The Trace Cache is the primary or Level 1 (L1) instruction cache of the Pentium 4 processor and delivers up to three uops per clock to the out-of-order execution logic. Most instructions in a program are fetched and executed from the Trace Cache. Only when there is a Trace Cache miss does the Intel NetBurst® microarchitecture fetch and decode instructions from the Level 2 (L2) cache. This occurs about as often as previous processors miss their L1 instruction cache. The Trace Cache has a capacity to hold up to 12K uops. It has a similar hit rate to an 8K to 16K byte conventional instruction cache.

IA-32 instructions are cumbersome to decode. The instructions have a variable number of bytes and have many different options. The instruction decoding logic needs to sort this all out and convert these complex instructions into simple uops that the machine knows how to execute. This decoding is especially difficult when trying to decode several IA-32 instructions each clock cycle when running at the high clock frequency of the Pentium 4 processor. A high-bandwidth IA-32 decoder, that is capable of decoding several instructions per clock cycle, takes several pipeline stages to do its work. When a branch is mispredicted, the recovery time is much shorter if the machine does not have to re-decode the IA-32 instructions needed to resume execution at the corrected branch target location. By caching the uops of the previously decoded instructions in the Trace Cache, the Intel NetBurst® microarchitecture bypasses the instruction decoder most of the time thereby reducing misprediction latency and allowing the decoder to be simplified: it only needs to decode one IA-32 instruction per clock cycle.

The Execution Trace Cache takes the already-decoded uops from the IA-32 Instruction Decoder and assembles or builds them into program-ordered sequences of uops called traces. It packs the uops into groups of six uops per trace line. There can be many trace lines in a single trace. These traces consist of uops running sequentially down the predicted path of the IA-32 program execution. This allows the target of a branch to be included in the same trace cache line as the branch itself even if the branch and its target instructions are thousands of bytes apart in the program.

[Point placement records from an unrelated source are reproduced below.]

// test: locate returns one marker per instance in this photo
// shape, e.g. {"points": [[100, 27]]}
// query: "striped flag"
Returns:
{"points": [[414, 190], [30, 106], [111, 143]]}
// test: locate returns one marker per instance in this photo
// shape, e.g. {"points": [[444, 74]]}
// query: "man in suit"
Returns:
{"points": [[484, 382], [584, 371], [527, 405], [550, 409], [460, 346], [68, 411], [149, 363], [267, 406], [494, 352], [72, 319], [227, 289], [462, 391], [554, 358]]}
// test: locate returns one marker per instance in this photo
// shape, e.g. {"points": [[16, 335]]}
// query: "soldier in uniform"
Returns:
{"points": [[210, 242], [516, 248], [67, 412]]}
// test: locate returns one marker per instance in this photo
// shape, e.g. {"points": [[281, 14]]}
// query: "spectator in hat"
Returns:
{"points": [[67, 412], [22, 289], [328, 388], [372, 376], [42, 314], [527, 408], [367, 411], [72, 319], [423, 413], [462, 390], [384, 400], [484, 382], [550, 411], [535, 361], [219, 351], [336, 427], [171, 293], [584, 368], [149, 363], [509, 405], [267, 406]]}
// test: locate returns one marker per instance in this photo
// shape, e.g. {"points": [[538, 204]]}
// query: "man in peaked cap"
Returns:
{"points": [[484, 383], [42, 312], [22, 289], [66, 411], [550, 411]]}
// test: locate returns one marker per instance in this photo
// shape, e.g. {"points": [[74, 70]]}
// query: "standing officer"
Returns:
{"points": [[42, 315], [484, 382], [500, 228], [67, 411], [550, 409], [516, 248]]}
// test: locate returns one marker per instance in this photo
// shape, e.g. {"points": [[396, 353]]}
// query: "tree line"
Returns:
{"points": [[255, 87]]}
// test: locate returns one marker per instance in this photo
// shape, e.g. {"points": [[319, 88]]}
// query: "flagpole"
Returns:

Conventional instruction caches typically provide instructions up to and including a taken branch instruction but none after it during that clock cycle. If the branch is the first instruction in a cache line, only the single branch instruction is delivered that clock cycle. Conventional instruction caches also often add a clock delay getting to the target of the taken branch, due to delays getting through the branch predictor and then accessing the new location in the instruction cache. The Trace Cache avoids both aspects of this instruction delivery delay for programs that fit well in the Trace Cache.

The Trace Cache has its own branch predictor that directs where instruction fetching needs to go next in the Trace Cache. This Trace Cache predictor (labeled Trace BTB in Figure 4) is smaller than the front-end predictor, since its main purpose is to predict the branches in the subset of the program that is currently in the Trace Cache. The branch prediction logic includes a 16-entry return address stack to efficiently predict return addresses, because often the same procedure is called from several different call sites. The Trace-Cache BTB, together with the front-end BTB, use a highly advanced branch prediction algorithm that reduces the branch misprediction rate by about 1/3 compared to the predictor in the P6 microarchitecture.

Microcode ROM
Near the Trace Cache is the microcode ROM. This ROM is used for complex IA-32 instructions, such as string move, and for fault and interrupt handling. When a complex instruction is encountered, the Trace Cache jumps into the microcode ROM which then issues the uops needed to complete the operation. After the microcode ROM finishes sequencing uops for the current IA-32 instruction, the front end of the machine resumes fetching uops from the Trace Cache.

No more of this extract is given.